'RoboCop' hits the right messages
On February 12, a much-anticipated remake of the 1987 film Robocop opened in movie theatres across the United States. Both the original and remake portray the transformation of a policeman in the future into a man-machine hybrid, but the remake also provides some compelling messages for emerging efforts to control fully autonomous weapons in the real world. [Warning –this review contains spoilers]
The 2014 Robocop remake directed by José Padilha is set in 2028 and centers around OmniCorp, a multinational company that makes drones and killer robots for use around the world, but not in civilian law enforcement in the US, which has banned the technology. To circumvent the domestic ban and make a potential $600 billion, OmniCorp’s slick CEO Raymond Sellars (Michael Keaton) persuades one of the company’s top scientists Dr. Dennett Norton (Gary Oldman) to put aside his qualms about developing combat applications by turning a man into a machine. After police officer Alex Murphy (Joel Kinnaman) is severely injured in a car bomb, Norton emplaces what remains of Murphy into a robotic prosthetic, creating in effect a military-enhanced human. RoboCop then patrols the streets of Detroit solving crimes bolstering the argument promoted by right-wing media celebrity Pat Novak (Samuel L. Jackson) for killer robots to be deployed across the country.
The film hits on many of the concerns of the Campaign to Stop Killer Robots…
Robocop depicts a dangerous technology that is unpredictable/prone to malfunction. The 1987 film opens with a massive ED-209 robot machine malfunctioning and mangling an executive at a board meeting with a machine gun, while the 2014 remake opens in Tehran where the ED-209 kills an Iranian child holding a kitchen knife, reading his intentions as “revenge” after the boy’s father is killed. Despite the flaws in artificial intelligence, a US general defends the weapons, stating that “from a military perspective this [technology] has been invaluable.” Facial recognition is used by ED-209 droids and humanoid EM-208s to identify and locate potential insurgents and suspected criminals from CCTV footage and other sources. In the advance publicity for Robocop, an Omnicorp website was created to promote the company’s fake robotic weapons.

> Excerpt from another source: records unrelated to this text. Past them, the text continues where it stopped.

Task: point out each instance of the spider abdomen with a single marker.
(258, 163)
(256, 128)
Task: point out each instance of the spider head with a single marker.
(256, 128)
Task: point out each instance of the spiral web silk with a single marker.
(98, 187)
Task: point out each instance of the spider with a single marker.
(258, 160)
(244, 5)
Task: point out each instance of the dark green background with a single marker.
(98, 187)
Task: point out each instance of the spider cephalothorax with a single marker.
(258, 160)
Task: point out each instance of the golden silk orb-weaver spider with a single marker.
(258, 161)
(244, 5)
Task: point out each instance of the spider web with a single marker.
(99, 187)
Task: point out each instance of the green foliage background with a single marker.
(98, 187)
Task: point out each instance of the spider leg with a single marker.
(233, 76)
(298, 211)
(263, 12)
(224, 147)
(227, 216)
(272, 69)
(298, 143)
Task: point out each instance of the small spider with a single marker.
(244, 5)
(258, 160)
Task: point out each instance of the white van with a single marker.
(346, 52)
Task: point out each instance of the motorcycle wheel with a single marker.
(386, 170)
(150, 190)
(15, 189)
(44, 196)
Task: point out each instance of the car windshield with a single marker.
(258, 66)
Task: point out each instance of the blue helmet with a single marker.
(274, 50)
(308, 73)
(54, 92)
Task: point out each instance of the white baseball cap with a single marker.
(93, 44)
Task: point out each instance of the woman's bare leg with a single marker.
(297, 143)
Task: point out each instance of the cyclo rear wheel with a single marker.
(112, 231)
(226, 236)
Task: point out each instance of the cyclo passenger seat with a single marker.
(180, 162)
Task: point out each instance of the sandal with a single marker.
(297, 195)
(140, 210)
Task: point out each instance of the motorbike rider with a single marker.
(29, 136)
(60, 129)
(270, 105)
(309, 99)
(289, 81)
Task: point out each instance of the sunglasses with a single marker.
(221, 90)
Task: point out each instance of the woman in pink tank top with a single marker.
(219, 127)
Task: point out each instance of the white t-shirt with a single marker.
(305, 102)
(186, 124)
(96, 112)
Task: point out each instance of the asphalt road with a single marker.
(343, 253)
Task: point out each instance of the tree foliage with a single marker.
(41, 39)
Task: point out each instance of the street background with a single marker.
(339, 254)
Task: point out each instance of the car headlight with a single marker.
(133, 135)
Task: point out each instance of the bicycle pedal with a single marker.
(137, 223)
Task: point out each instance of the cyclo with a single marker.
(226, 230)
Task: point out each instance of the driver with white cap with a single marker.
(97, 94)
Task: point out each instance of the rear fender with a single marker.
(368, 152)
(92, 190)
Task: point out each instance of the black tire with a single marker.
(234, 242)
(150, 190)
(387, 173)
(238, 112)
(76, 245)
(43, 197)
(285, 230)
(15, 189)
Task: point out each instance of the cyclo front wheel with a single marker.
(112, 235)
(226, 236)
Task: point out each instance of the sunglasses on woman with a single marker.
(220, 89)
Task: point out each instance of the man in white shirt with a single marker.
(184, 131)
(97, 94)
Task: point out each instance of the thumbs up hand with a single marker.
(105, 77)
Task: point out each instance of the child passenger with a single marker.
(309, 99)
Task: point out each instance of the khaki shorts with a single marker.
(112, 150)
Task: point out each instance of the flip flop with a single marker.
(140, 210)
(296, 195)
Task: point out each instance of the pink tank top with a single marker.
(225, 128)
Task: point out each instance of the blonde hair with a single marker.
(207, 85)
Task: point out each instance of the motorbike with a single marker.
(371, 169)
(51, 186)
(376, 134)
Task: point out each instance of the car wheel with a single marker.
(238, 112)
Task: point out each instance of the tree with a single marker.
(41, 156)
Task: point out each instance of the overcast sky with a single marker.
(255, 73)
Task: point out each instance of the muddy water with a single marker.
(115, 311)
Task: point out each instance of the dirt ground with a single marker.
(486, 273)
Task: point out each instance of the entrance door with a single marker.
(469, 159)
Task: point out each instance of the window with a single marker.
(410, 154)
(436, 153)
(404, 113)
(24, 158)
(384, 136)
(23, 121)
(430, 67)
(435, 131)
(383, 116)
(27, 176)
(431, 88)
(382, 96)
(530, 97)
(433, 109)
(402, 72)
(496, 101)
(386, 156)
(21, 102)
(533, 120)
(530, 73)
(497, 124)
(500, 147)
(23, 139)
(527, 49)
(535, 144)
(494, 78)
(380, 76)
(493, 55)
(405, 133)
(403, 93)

The film shows the proliferation of robotic weapons technologies, spending a significant period of time on Robocop’s months-long construction at a sprawling factory in China where in one scene Murphy tries to escape, running past thousands of identically pink-coat-clad workers on a huge assembly line. Presumably RoboCop is created in China (at a cost of $2.6 billion) because US law would have forbid such action.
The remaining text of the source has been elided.